In the late 1970s and early 1980s, from about 1977 to 1983, it was broadly predicted that computers would soon transform many aspects of home and family life as they had business practices in the previous decades. Mothers would keep their recipe catalog in computer databases and turn to a medical database for help with child care, fathers would use the family’s computer to supervise family finances and track automobile maintenance. Children would use disk-based encyclopedias for school work and would be avid video gamers. Home automation would bring about the bright home of the ’80s. Using some sort of computer technology, television would be interactive. Morning coffee would be brewed robotically under computer control. The same computer would control the house lighting and temperature. Robots would take the garbage out, and be programmable to perform new tasks by the home computer. Electronics were luxurious, so it was usually thought that each home would have one computer for the entire family to use, with interfaces to the various devices it was expected to control.
All this was predicted to be routine sometime before the end of the decade, but virtually every aspect of the predicted revolution would prove not to be or be delayed. Put simply, the computers obtainable to consumers of the time period just weren’t powerful sufficient to perform any task necessary to realize this vision, much less do them all at the same time. The home computers of the early 1980s could not multitask. Memory capacities were too small to hold entire databases or financial records, floppy disk-based storage was woefully inadequate in both capacity and speed for true multimedia work, and the graphics of the systems could only display blocky, unrealistic images and blurry, jagged text. Before long, a backlash set in computer users were “geeks”, “nerds” or worse, “hackers”. The North American video game crash of 1983 soured many on technology in general. The computers that were purchased for use in the family room were either beyond in closets or relegated to basements and children’s’ bedrooms to be used completely for games.
It took another 10 years for technology to mature, for the graphical user interface to make the computer approachable for non-technical users, and for the internet to provide a compelling reason for most people to want a computer in their homes. Predicted aspects of the revolution were left by the wayside or modified in the face of an emerging reality. The cost of electronics dropped precipitously and today many families have a computer for each family member, or a laptop for mom’s active lifestyle, a desktop for dad with the kids sharing a computer. Encyclopedias, recipe catalogs and medical databases are kept online and accessed over the World Wide Web not stored locally on floppy disks or CD-ROM. Our coffee may be brewed automatically, but the computer is contained in the coffee maker, not under external control.
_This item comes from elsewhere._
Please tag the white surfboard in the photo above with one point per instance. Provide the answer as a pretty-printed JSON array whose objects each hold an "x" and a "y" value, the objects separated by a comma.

This delay wasn’t out of keeping with supplementary technologies newly introduced to an unprepared public. Early motorists were extensively derided with the cry of “Get a horse!” until the automobile was accepted. Television languished in research labs for decades before regular public broadcasts began. Before the invention of radio, the telephone was used to distribute opera and news reports, whose subscribers were denounced as “illiterate, blind, bedridden and incurably lazy people”. Likewise, the acceptance of computers into daily life today is a product of continuing refinement of both technology and awareness.